I realized when I woke up this morning that today was not only the Ides of July, but the seventh month since Terry passed. Also, that I have less than ten days left of my long summer visit with my kids and my grandson. The real ringer this week was learning of the recent sudden death of a classmate and one of my closest friends during high school. His birthday would have been tomorrow. I’m definitely fighting off some doldrums and melancholy.
I’ve had an amazing time here in the PNW since early June, celebrating my son’s second official father’s day, my daughter’s birthday and my grandson’s third birthday. This weekend we celebrate my son and daughter-in-law’s anniversary.

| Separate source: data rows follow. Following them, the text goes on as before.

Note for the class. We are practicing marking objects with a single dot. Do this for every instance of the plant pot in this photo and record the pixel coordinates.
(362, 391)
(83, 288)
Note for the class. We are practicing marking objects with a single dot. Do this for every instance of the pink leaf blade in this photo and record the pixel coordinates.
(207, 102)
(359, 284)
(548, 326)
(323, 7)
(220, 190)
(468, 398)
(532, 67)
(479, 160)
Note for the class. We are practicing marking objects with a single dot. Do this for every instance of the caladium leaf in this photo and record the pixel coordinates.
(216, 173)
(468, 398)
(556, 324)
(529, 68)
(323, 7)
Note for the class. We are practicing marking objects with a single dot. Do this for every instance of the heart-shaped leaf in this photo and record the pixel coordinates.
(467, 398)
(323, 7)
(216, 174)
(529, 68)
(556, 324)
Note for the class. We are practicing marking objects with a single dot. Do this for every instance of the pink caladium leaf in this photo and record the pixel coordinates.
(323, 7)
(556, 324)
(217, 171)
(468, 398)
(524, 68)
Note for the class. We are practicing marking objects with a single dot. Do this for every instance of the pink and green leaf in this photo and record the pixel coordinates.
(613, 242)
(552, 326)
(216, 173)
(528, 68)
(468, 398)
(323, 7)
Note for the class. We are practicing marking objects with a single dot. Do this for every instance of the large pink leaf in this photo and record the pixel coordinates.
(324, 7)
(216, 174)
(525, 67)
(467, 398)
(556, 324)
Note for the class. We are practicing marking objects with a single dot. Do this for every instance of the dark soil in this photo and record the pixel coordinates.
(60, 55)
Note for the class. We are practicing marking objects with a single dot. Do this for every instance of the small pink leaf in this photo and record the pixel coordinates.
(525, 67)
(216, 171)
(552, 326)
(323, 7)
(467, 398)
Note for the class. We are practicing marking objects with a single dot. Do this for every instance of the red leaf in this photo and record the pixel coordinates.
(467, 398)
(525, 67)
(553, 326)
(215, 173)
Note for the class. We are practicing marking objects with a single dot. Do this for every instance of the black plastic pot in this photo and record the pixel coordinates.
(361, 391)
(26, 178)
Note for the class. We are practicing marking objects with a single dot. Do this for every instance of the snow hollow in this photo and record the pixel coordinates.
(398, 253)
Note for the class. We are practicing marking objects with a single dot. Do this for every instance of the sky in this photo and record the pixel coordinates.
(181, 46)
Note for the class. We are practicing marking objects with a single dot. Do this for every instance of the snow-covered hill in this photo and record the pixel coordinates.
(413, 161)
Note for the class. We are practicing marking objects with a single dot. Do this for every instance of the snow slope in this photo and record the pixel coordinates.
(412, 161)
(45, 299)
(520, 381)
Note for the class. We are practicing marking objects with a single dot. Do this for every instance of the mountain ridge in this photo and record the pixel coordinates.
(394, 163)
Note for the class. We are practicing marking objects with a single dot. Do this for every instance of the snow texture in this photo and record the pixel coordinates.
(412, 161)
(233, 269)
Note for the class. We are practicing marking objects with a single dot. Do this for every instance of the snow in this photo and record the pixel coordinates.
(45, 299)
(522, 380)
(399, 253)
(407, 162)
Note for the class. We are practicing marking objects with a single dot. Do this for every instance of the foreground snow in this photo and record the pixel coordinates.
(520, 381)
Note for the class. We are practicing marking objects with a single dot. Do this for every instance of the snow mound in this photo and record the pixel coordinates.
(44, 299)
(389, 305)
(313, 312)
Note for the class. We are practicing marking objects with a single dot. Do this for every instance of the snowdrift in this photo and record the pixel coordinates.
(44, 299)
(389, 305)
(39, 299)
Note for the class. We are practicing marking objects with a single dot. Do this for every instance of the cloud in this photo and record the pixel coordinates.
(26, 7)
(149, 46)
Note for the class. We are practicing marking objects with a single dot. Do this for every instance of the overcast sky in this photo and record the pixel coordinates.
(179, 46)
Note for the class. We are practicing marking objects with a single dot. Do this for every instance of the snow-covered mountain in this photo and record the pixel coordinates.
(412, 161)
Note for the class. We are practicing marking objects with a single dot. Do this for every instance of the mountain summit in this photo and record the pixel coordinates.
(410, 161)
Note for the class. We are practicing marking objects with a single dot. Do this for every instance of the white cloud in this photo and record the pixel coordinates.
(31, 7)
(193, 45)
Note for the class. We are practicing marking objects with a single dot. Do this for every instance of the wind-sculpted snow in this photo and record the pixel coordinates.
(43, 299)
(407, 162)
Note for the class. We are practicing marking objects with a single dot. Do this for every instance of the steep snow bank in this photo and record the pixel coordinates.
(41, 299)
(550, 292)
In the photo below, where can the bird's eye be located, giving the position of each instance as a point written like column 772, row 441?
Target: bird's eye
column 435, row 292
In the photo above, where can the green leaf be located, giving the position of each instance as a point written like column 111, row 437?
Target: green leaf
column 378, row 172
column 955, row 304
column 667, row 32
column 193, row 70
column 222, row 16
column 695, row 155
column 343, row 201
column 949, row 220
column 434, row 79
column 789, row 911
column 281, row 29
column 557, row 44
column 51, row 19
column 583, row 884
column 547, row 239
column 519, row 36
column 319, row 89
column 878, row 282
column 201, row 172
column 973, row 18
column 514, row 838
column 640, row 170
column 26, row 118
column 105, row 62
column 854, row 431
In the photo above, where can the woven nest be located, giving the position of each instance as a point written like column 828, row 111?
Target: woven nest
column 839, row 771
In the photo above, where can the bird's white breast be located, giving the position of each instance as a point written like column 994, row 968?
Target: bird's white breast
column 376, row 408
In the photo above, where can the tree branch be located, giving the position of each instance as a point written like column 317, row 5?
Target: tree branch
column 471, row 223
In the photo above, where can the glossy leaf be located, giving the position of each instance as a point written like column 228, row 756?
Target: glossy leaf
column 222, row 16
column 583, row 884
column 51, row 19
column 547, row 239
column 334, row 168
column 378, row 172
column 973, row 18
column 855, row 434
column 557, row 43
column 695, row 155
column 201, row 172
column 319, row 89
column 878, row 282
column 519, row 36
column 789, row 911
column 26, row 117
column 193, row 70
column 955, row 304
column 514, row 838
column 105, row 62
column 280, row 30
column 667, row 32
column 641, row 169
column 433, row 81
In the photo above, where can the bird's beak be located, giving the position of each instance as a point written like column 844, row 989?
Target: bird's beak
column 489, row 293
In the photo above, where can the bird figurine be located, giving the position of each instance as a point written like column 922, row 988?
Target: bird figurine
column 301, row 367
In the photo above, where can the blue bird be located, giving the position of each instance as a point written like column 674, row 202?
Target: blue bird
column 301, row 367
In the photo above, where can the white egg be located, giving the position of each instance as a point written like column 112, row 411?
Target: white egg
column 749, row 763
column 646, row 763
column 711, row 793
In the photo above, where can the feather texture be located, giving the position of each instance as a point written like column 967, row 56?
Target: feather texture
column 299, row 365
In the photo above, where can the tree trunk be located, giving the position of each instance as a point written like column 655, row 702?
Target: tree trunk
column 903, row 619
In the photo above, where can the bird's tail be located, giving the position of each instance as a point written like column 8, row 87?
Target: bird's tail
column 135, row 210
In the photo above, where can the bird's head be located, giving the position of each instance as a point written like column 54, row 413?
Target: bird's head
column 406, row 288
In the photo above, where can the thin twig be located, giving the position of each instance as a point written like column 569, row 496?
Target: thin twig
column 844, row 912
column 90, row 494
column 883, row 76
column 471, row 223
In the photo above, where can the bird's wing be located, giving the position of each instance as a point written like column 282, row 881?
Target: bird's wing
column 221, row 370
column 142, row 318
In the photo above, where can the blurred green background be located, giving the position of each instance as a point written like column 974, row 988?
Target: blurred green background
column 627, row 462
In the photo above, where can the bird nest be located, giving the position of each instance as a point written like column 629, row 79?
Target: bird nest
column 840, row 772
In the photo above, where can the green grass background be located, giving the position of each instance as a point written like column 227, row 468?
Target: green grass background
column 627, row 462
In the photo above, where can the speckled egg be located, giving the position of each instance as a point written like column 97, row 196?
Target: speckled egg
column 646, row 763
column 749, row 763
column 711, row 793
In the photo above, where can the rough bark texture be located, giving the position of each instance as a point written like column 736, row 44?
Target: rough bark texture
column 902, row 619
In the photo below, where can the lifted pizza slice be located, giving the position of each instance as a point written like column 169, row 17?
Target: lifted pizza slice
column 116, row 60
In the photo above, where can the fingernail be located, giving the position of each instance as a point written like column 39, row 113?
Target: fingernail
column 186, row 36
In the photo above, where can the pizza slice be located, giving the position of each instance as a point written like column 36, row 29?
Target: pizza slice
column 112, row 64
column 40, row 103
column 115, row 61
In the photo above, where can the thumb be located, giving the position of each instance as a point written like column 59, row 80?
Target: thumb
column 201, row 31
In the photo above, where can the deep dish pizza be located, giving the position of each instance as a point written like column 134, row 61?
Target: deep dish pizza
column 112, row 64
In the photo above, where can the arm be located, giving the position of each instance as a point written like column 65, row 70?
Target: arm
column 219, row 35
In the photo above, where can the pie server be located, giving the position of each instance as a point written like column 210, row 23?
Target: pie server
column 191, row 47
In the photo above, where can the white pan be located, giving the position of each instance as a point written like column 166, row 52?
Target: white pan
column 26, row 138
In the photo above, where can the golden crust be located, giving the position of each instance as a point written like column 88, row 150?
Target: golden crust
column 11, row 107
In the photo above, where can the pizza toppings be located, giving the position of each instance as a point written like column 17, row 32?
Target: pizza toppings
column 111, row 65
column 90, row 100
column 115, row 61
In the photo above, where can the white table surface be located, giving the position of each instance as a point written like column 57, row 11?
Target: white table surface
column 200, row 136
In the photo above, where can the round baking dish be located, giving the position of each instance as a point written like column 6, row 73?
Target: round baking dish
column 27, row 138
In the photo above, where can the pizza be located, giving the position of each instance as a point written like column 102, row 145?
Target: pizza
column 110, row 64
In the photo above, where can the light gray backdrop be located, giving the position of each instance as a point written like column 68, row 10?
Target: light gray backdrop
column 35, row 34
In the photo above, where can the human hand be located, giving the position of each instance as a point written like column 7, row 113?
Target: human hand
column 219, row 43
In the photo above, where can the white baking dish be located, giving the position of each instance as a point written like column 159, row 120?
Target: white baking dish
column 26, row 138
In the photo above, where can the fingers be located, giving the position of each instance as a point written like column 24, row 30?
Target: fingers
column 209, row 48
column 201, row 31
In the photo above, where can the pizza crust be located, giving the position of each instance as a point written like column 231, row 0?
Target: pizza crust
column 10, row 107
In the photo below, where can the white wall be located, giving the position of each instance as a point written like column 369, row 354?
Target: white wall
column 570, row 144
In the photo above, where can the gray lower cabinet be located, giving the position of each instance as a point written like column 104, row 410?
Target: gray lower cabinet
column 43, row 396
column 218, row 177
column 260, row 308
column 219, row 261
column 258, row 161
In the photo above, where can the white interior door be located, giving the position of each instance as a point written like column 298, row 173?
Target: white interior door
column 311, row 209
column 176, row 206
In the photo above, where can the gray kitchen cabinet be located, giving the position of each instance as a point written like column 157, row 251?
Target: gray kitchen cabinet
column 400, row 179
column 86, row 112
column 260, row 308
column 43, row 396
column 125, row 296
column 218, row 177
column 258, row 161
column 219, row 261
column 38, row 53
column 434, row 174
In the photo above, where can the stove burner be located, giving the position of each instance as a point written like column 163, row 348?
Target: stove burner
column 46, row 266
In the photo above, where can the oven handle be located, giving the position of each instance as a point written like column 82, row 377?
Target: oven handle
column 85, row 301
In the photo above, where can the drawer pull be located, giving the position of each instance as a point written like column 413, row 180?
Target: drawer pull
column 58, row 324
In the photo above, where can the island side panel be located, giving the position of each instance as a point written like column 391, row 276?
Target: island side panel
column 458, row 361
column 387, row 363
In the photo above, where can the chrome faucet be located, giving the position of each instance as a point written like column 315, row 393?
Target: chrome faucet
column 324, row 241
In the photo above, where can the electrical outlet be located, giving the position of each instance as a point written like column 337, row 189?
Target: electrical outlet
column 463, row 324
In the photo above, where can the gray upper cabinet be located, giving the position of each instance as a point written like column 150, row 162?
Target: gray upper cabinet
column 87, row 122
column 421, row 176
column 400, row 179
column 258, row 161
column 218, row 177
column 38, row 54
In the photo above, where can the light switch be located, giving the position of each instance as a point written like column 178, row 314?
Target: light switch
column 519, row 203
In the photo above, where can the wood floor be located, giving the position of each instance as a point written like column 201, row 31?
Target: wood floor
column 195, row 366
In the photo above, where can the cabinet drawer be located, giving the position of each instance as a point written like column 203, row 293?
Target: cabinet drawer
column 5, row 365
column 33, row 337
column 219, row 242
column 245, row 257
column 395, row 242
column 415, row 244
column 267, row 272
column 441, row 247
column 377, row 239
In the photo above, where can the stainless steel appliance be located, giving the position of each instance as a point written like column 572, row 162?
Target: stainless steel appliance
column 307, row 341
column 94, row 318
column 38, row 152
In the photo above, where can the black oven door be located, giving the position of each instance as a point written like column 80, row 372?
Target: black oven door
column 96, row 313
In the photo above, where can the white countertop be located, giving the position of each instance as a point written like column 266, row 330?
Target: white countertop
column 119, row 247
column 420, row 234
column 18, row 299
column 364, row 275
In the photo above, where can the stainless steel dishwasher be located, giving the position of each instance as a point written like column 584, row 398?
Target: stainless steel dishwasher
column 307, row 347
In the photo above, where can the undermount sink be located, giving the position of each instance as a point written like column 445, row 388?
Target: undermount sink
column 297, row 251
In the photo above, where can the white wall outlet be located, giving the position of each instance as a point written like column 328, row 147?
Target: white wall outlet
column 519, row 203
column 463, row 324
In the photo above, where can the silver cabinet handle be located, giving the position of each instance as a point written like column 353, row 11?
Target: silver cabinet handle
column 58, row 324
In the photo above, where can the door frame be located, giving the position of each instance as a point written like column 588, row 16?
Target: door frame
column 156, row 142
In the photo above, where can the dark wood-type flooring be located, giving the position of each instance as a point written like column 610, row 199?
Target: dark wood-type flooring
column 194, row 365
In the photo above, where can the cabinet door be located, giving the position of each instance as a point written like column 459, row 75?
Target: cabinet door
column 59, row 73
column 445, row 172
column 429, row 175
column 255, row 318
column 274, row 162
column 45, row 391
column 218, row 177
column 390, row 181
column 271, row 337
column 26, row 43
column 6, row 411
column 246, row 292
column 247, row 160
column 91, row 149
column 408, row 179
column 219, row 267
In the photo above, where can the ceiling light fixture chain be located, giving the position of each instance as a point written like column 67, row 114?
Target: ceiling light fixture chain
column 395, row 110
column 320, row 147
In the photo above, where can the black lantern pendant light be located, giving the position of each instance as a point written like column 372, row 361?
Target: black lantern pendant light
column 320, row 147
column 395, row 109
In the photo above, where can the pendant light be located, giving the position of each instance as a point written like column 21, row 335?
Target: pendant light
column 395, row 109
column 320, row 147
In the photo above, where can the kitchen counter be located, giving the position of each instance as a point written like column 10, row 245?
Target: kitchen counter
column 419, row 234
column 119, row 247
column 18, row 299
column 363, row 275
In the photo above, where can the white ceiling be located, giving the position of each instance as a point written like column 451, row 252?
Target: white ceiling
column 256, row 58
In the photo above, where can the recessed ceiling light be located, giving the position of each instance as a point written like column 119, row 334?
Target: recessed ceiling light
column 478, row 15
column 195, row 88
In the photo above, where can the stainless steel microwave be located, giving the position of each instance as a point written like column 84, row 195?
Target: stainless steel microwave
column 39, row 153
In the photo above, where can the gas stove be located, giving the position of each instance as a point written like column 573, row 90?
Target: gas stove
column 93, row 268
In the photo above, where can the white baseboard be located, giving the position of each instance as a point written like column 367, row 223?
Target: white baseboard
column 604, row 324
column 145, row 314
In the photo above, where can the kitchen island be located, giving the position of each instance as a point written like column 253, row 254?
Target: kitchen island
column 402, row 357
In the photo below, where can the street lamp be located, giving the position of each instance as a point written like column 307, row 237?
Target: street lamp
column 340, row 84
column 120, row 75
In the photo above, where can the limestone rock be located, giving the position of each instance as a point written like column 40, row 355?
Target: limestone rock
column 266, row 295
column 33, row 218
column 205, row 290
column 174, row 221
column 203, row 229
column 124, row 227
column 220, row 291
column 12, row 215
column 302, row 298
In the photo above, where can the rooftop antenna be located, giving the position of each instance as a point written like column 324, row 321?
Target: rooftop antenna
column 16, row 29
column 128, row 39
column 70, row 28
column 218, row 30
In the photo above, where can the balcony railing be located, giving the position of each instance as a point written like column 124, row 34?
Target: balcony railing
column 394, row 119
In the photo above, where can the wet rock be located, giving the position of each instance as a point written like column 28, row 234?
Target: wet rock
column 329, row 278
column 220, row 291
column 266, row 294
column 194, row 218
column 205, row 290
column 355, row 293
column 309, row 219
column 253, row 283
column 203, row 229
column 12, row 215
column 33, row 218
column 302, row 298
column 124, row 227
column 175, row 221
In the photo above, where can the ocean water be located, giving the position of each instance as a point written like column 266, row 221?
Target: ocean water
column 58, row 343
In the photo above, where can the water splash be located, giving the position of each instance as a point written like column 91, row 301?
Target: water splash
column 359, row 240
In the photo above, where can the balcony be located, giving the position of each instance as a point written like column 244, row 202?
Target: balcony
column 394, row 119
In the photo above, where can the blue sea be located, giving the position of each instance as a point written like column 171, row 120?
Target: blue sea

I enjoyed listening to my daughter perform live at a local Opera on Tap event (in mid June and again next week). I also drove north of Seattle to Deception Pass with my daughter and her boyfriend for some easy hiking with a recovery period at a local winery.
Perhaps I’m feeling anxious because returning to my home means facing the seemingly insurmountable unfinished tasks I left behind me at the end of May. The situation with my father has only gotten worse in my absence. My house remains cluttered with the detritus of several decades and no closer to being ready for the hot housing market. I can find many excuses to let inertia continue it’s course and few motivations to keep the rock rolling.
Well, that last is not entirely true. I have many motivations with me here right now where I’m visiting. I just fear that when I return, the fog of futility will overwhelm me and my job will be my only safe and orderly sanctuary.